Tip pro: Si trabajas sobre suelos antiguos con azulejos descatalogados, realiza pruebas en una pequeña zona no visible para verificar compatibilidad entre material y color.

Consejos para suelos especiales: azulejos personalizados o descatalogados
Cuando se trata de superficies únicas como azulejos personalizados, o si estás intentando recuperar un suelo con azulejos descatalogados, hay consideraciones especiales:
- Usa lechadas que no modifiquen el color del azulejo. Las versiones traslúcidas o neutras pueden ser tus mejores aliadas.
- Protege las piezas con cinta si son delicadas o con texturas decorativas.
- Realizar pruebas antes de extender en toda la superficie.
- Guarda restos de lechada usada y azulejos de repuesto si tienes, podrían ser vitales en el futuro.
Mantenimiento de las juntas tras el rejuntad
Una vez que has completado el rejuntado, es importante cuidar bien las juntas para que duren muchos años.
- Limpieza regular, evita productos abrasivos. Usa agua templada con un poco de vinagre o limpiadores suaves.
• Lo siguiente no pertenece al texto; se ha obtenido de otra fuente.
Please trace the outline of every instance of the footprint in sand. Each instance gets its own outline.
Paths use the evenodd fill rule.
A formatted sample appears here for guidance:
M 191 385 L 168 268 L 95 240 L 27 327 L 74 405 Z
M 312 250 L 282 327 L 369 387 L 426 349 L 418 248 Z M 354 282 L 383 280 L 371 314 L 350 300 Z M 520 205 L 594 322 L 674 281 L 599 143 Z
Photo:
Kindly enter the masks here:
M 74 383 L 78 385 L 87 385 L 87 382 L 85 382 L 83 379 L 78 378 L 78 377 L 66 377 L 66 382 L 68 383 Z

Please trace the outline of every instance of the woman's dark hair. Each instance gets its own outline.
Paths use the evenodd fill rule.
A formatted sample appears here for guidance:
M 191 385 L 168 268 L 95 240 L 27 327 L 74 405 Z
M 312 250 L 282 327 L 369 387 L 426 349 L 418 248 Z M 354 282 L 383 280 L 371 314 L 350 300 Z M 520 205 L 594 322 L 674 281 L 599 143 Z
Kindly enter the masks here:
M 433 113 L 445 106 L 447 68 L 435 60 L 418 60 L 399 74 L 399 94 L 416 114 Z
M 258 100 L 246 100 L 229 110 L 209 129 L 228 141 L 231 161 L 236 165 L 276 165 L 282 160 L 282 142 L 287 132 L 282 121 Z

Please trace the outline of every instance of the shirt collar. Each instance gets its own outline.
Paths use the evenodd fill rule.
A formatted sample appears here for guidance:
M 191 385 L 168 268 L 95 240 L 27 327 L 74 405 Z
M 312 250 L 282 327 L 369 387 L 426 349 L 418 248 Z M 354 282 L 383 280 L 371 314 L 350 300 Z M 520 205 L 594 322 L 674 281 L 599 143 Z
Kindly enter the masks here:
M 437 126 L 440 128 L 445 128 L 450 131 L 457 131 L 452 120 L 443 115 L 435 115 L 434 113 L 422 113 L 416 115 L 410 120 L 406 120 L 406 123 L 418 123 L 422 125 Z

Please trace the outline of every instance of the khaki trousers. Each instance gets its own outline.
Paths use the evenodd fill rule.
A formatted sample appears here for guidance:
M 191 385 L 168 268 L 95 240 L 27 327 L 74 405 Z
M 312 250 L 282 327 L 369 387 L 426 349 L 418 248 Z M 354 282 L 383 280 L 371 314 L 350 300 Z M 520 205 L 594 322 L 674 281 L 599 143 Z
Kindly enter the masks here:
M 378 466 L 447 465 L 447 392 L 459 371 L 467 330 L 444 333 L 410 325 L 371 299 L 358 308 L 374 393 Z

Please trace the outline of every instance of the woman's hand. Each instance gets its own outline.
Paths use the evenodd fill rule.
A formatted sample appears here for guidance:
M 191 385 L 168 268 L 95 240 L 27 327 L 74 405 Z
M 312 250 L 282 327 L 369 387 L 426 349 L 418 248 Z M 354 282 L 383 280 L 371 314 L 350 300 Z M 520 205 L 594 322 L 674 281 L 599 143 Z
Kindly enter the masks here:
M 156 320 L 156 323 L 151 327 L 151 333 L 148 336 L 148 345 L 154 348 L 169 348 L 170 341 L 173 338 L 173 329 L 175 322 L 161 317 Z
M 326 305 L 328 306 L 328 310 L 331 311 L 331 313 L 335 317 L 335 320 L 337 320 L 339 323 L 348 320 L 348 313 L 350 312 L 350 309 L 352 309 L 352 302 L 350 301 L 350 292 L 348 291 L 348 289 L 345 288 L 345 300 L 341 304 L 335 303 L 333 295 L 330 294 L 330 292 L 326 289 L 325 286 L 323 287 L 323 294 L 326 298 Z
- Evita la humedad constante en baños o cocinas, ventilando bien y secando tras uso intensivo.
- Sellado periódico cada 1-2 años, reaplica un sellador si es una zona de alto tránsito o húmeda.
- Inspección visual: si notas grietas o cambios de color, actúa pronto antes de que el daño sea mayor.
Preguntas frecuentes sobre el rejuntado de baldosas
¿Puedo aplicar nueva lechada sobre la antigua?
Sí, pero solo si la original está firme. En caso contrario, lo ideal es rasparla.
¿Qué color de lechada elegir?
Depende del efecto que quieras. Un tono similar al de la baldosa crea continuidad, uno contraste genera diseño.
¿Cuánto tiempo tarda en secar?
Entre 12 y 24 h en condiciones normales. Si es epóxica, podría ser más rápido.
¿Puedo usar la misma lechada para interior y exterior?
No siempre. Para exteriores, asegúrate de que sea impermeable y resistente a heladas.
Renueva tu suelo y alarga su vida úti
Rellenar las juntas de las baldosas del suelo no solo renueva el aspecto de cualquier espacio, también refuerza su estructura, lo protege de la humedad y prolonga su durabilidad. Es una tarea sencilla que puedes hacer tú mismo con un poco de paciencia, las herramientas adecuadas y una buena planificación.
Ya sea que estés trabajando con un suelo clásico, con azulejos personalizados, o quieras recuperar una zona con azulejos descatalogados, ahora tienes todo lo necesario para afrontar el trabajo con confianza y lograr un acabado profesional.